Practice Update: Chemoprevention for Colorectal Neoplasia

Experts assessed different chemopreventive agents meant to reduce the incidence of colorectal neoplasia and associated mortality based on whether these agents were effective and safe, but they found few fit both criteria, according to a new clinical practice update from the American Gastroenterological Association.

That said, the update does advise that clinicians use low-dose aspirin therapy in patients who are younger than 70 years with at least a 10-year life expectancy, are not at high risk for bleeding, and have at least a 10% cardiovascular disease risk over the next decade.

This best practice advice statement reflects “high-quality trial data” for this patient population and also echoes U.S. Preventive Services Task Force recommendations, wrote Peter S. Liang, MD, MPH, and his associates on behalf of the American Gastroenterological Association. However, they note that low-dose aspirin therapy has shown inconsistent results for older patients and that its chemopreventive benefits always should be weighed against an individual’s bleeding risk.

Published in Clinical Gastroenterology and Hepatology, the clinical practice update also recommends considering low-dose aspirin therapy for patients with a history of colorectal neoplasia, based on data from several trials in which daily doses of 81-325 mg were associated with a significantly lower likelihood of recurrence of earlier-stage adenomas (the findings did not extend to patients with more advanced lesions). Evidence on sessile serrated polyps is sparser, but there is some indication for a benefit in this setting, the experts noted.

Their best-practice advice also covers nonaspirin nonsteroidal anti-inflammatory drugs, metformin, calcium, vitamin D, folic acid, and statins. Among these agents, only metformin receives even a conditional green light. “Because of the results of a large number of observational studies, a small adenoma trial, as well as a favorable safety profile, metformin may be considered for chemoprevention against colorectal neoplasia in individuals with diabetes,” the experts concluded. Support for this best-practice advice includes a meta-analysis of colorectal cancer–specific survival in 17 observational studies, a meta-analysis of colorectal cancer incidence in 14 observational studies, and a randomized, placebo-controlled trial in which 250 mg daily metformin was safe and associated with a 40% lower risk of recurrent adenoma.

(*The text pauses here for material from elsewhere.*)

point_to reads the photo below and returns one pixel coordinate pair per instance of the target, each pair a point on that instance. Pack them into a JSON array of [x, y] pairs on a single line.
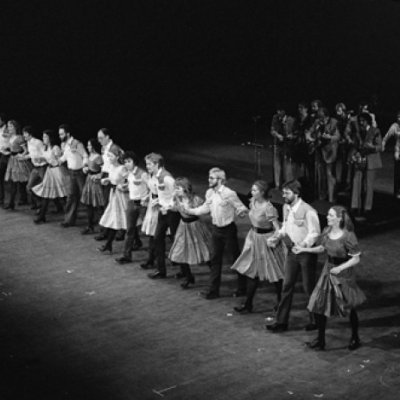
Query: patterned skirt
[[92, 193], [18, 170], [150, 220], [114, 216], [53, 185], [259, 260], [335, 294], [192, 243]]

For calcium, study findings have been mixed, and a recent large clinical trial found no overall benefit for adenoma prevention. Because high-dose calcium has been linked to kidney toxicity, hypercalcemia, and prostate cancer, its risks likely outweigh any benefits, the experts concluded. Vitamin D (as monotherapy or with calcium) also has shown no overall benefit for preventing adenomas or sessile serrated lesions. A large ongoing, randomized trial will examine colorectal cancer incidence among adults receiving 5 years of oral vitamin D or placebo, but its results will not be available until at least 2025.

Nonsteroidal anti-inflammatory drugs are not recommended to prevent colorectal neoplasia among average-risk individuals. Cyclooxygenase-2 inhibitors pose “substantial cardiovascular risks,” while nonselective NSAIDs are associated with a significantly increased risk for gastrointestinal bleeding. Meta-analyses have shown no benefit of folic acid for preventing colorectal neoplasia, and observational studies on statins have produced only mixed results.

No funding sources were reported. The experts reported having no conflicts of interest.